How Public and Private Decisions Affect Price Levels and Supply/Demand

Discuss the situation by writing the solutions, and then show the solutions

Scenario One

In the early part of the last decade, there was an overproduction of coffee. The price dropped so low that producers' costs were higher than the market price. The reason this happened was that market prices became high before this, and the supply of coffee increased substantially. In the meantime, demand for coffee and everything else remained the same. Price Level 1.

Coffee prices came down again, at first overshooting the former equilibrium price, throwing the coffee market into confusion. In the meantime, gourmet coffee houses began appearing, which began charging a premium for coffee in the period of falling prices. Price Level 2.

Gourmet coffee houses tend to open in high-rent areas and cater to higher income consumers. Because of the change they created for taste and preferences and the higher income market, the gourmet coffee houses had a win-win in a period of falling wholesale prices and increasing retail prices. Price Level 3.

But in the middle of the decade, the party was over, and wholesale prices started increasing because of some shortages caused by weather and the rising overall market prices again. Where is the new equilibrium price? Price Level 4.

Explain the changes in the supply and demand curves based on the above information. Draw a graph showing how the changes affect the price levels, supply and demand.

Scenario Two

You have been asked to discuss the differences between the microeconomic definitions of supply and demand and the macroeconomic differences of aggregate supply and demand. Discuss what determines supply and demand and aggregate supply and aggregate demand. Explain what causes movements along the curve and shifts in the curve for supply and demand and aggregate supply and aggregate demand (make sure that you include price as a variable). Include whether this is an example of the microeconomic definition of supply and demand or the macroeconomic definition of aggregate supply and demand. Most importantly, did this cause a shift in the curves or a movement along the curves? What happened to equilibrium price, supply, demand, aggregate supply or aggregate demand? Describe your graphs.

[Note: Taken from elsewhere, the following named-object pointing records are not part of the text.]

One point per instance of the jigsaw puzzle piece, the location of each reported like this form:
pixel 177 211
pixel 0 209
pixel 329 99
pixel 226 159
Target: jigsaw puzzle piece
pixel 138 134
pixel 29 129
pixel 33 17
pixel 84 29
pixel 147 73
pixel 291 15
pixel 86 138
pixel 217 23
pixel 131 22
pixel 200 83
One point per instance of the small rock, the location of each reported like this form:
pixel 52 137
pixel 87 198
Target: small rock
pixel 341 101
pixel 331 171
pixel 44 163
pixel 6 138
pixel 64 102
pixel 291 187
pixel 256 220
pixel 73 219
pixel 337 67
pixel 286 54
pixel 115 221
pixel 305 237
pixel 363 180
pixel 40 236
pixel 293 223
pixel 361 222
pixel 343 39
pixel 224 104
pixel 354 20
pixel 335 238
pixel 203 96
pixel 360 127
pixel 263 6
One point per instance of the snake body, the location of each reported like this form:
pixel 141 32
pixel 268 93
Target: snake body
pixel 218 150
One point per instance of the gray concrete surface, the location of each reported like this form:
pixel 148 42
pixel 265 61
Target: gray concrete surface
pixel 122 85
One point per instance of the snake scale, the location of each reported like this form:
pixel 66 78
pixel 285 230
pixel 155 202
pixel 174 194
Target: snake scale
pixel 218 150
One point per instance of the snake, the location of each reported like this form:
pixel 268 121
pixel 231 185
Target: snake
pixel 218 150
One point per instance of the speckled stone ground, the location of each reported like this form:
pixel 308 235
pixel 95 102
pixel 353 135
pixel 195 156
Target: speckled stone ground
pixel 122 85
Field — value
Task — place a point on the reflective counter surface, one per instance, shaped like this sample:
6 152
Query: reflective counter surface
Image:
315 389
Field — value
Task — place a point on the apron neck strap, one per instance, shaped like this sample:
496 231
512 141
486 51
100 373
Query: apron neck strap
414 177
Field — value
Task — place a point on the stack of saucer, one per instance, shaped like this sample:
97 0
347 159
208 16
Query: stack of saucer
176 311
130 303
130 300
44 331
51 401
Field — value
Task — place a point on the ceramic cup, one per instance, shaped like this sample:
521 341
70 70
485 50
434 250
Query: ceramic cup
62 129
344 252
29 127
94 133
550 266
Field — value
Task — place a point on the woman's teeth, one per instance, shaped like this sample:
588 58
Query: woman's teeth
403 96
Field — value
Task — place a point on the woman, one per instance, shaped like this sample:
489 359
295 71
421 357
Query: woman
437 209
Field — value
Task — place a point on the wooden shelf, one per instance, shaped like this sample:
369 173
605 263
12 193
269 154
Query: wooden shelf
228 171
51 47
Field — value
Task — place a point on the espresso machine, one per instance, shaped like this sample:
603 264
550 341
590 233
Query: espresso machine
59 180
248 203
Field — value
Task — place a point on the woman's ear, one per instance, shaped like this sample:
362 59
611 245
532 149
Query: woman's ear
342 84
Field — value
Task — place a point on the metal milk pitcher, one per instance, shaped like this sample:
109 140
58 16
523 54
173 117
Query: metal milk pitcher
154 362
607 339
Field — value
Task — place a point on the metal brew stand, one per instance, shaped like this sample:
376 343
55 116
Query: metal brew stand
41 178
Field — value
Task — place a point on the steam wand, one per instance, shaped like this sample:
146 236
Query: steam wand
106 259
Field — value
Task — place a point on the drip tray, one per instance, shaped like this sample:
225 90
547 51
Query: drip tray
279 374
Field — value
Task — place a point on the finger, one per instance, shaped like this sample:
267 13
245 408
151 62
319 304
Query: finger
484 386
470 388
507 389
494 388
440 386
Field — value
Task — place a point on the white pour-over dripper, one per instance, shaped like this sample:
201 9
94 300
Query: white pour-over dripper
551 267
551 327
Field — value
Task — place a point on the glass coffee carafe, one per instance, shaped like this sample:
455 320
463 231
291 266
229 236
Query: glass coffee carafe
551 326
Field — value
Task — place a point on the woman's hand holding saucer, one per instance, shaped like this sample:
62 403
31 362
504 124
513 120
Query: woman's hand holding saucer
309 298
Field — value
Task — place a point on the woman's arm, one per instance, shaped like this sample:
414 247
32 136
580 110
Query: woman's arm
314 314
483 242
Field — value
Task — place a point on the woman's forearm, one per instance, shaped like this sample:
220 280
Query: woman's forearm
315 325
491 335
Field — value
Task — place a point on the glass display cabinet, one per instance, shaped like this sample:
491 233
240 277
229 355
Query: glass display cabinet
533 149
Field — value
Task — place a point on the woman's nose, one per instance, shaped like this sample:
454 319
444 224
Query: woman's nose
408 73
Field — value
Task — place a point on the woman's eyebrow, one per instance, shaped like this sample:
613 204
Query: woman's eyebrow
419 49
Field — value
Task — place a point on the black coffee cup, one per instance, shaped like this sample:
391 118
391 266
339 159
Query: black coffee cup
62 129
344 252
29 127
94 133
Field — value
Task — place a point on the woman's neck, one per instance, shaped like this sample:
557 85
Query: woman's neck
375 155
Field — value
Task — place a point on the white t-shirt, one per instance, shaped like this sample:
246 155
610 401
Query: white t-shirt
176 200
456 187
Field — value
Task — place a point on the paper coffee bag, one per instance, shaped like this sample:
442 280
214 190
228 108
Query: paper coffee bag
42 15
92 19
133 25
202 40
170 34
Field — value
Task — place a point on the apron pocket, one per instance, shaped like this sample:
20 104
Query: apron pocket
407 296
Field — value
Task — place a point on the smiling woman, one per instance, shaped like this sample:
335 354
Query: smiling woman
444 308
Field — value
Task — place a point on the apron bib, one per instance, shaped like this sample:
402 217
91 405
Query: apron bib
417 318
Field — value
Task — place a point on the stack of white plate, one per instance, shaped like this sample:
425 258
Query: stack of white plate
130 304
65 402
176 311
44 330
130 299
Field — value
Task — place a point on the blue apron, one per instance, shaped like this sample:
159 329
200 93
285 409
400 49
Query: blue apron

- After Hurricane Katrina, what happened to the price of fish?
- After the development of the microchip, what happened to the price of computers?
- After the government raised tariffs on imported cheese, what happened to the price of domestic cheese?
- Polyester suits have become trendy again. What happens to their price?
- Internet auction sites are becoming more popular, and people are using them more and more.
- A new health report came out that said red wine lowers cholesterol.
- The government raises taxes.
- Inflation increases.
- Immigration laws are relaxed.
- The government increases spending.

Scenario Three

The PPF curve shows the economic choices a country can make about production given scarce resources, a given technology, and a given quantity of inputs. Assume you are a developing country, producing food and clothing at maximum capacity. What could happen when foreign investors start investing in your country?

Discuss what type of foreign investments would be best for the economy's PPF. What are the opportunity costs of these decisions?

Include what will happen to private and public choices as the economy grows. Support your discussion of these issues and consequences using at least 2 graphs.